Cambodian FOD: Cambodia is economically weaker than Vietnam, leading Vietnamese people to refer to Cambodia as “its little brother”.
Everyday Randomness: meeting the morning ice block deliveries, sawing ice is not something I can get used to seeing!
We had our first Banh Mi of the trip for breakfast today, quite different from the ones we had previously but they were the only good breakfast option going!
We weren’t on a highway road until the Vietnam border which was very enjoyable even if the road surface was quite slow. We reached the border a bit after 10. We stocked up on water just before crossing as we didn’t have any Vietnamese Dong with us and didn’t know when we get to an ATM.
We sailed through border control with no issues. They had a separate area for motorbikes/bikes to the huge tour buses so there was virtually no queue.
Entering Vietnam instantly put a smile on my face. It’s great to be back in Vietnam. The first sight that greeted us as we cycled over the crossing was a guy in an Asian squat. It was so tough not to stop for a coffee in the myriad of places offering it but because we had no money we couldn’t!!!

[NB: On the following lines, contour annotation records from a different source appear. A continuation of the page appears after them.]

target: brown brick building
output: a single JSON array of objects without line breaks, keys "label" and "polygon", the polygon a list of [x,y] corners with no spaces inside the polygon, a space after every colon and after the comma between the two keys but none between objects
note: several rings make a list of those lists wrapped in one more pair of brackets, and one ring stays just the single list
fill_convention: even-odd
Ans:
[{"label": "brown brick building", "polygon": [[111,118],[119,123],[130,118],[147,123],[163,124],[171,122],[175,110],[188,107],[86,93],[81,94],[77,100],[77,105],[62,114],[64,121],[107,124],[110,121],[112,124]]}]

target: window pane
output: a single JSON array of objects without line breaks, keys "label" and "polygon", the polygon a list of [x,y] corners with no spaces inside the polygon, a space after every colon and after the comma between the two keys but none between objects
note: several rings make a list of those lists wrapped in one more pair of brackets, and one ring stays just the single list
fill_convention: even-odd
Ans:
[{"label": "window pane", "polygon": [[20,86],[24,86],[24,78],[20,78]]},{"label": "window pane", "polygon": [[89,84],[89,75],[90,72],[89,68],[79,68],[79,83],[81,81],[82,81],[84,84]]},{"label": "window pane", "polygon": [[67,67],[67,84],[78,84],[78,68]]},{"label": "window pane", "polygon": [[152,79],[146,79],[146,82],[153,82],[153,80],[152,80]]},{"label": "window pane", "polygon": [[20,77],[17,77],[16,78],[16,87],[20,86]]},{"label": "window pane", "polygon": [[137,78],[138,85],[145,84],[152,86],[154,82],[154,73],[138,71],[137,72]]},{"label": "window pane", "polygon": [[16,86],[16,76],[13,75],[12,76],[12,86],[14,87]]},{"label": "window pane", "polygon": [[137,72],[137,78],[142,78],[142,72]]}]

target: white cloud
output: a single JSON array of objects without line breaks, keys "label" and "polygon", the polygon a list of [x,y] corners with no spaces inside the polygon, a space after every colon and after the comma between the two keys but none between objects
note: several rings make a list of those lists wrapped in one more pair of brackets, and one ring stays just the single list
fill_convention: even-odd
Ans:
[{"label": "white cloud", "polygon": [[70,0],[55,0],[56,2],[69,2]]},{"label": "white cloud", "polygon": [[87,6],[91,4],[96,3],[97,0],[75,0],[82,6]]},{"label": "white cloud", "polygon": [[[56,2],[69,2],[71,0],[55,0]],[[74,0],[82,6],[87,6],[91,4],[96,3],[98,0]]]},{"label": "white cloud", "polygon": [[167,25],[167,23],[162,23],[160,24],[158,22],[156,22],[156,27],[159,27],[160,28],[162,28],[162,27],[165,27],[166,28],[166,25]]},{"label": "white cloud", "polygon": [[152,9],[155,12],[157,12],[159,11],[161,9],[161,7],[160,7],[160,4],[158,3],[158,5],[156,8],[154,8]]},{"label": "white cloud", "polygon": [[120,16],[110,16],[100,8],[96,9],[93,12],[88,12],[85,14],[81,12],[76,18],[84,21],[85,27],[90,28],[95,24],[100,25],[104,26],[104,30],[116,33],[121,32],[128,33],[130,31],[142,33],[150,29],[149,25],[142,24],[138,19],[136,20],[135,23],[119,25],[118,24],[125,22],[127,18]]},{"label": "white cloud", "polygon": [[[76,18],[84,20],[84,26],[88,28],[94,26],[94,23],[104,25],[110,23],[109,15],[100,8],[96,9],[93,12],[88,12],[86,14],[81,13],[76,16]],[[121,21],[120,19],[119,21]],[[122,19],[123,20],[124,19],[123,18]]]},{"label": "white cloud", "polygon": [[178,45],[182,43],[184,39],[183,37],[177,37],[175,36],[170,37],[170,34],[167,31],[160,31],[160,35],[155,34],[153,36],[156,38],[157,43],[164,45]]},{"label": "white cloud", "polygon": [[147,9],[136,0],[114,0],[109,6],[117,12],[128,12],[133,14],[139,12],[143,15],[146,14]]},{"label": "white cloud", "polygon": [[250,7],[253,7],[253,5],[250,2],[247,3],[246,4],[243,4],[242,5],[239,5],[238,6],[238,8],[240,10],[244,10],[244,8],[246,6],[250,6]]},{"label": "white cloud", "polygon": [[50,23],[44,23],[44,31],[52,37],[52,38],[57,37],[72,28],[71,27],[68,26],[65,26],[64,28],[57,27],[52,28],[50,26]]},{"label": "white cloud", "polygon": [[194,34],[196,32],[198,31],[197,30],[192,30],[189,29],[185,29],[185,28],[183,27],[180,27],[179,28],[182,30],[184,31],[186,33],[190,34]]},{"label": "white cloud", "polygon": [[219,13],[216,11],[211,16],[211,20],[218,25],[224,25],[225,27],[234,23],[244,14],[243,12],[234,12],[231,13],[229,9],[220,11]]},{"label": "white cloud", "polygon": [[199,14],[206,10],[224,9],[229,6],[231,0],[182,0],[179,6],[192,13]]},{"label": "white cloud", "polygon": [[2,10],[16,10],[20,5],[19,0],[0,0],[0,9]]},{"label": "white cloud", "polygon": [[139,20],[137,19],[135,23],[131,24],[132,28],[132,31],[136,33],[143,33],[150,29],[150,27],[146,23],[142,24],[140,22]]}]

The ATM situation was not looking very promising as we cycled through the first village or two but then about 6km from the border we entered a large town which had a few banks. Just as a note: we’ve found Sacombank to be the best as it has the lowest fees and allows you to take out a reasonable about of money (3 million dong).
We stopped in a place which was popular with the locals, once we tasted the food we realised why. We had wondered whether we had been looking back on our trip to Vietnam last year with rose tinted glasses and that it couldn’t have been that good? I can say after one day back here that it is every bit as good if not better than I remembered. Better in that we appreciate it more having been in Cambodia and a bit of Thailand. Not that they aren’t great, but there is something special about Vietnam.
Maybe it’s that you really struggle to find a bad meal here. Liam is delighted to be back to Vietnamese food anyway:
Fuelled and bouyed with enthusiasm we continued to Cu Chi, stopping briefly for a toilet break in which I struggled to remember if I was a “Nu” or a “Nam”. This of course reminded me of Michael McIntyre’s hilarious skit on going to the toilet in Ireland.
Cu Chi is famous for the underground tunnels that we built by the VC during the war with the French and the US. We stayed in Levy’s Hotel which was a huge improvement on the accommodation from the night before. We had a relaxed evening on the rooftop:
For dinner we went to the only place recommended on TripAdvisor which specialised in beef. The place was huge and very full. After struggling through the Vietnamese menu we were given an English version and chose the beef and saffron dish. This was served with literal fried rice, which was cut into pizza slices. It was an interesting meal, and nice for something different but I probably wouldn’t have it again!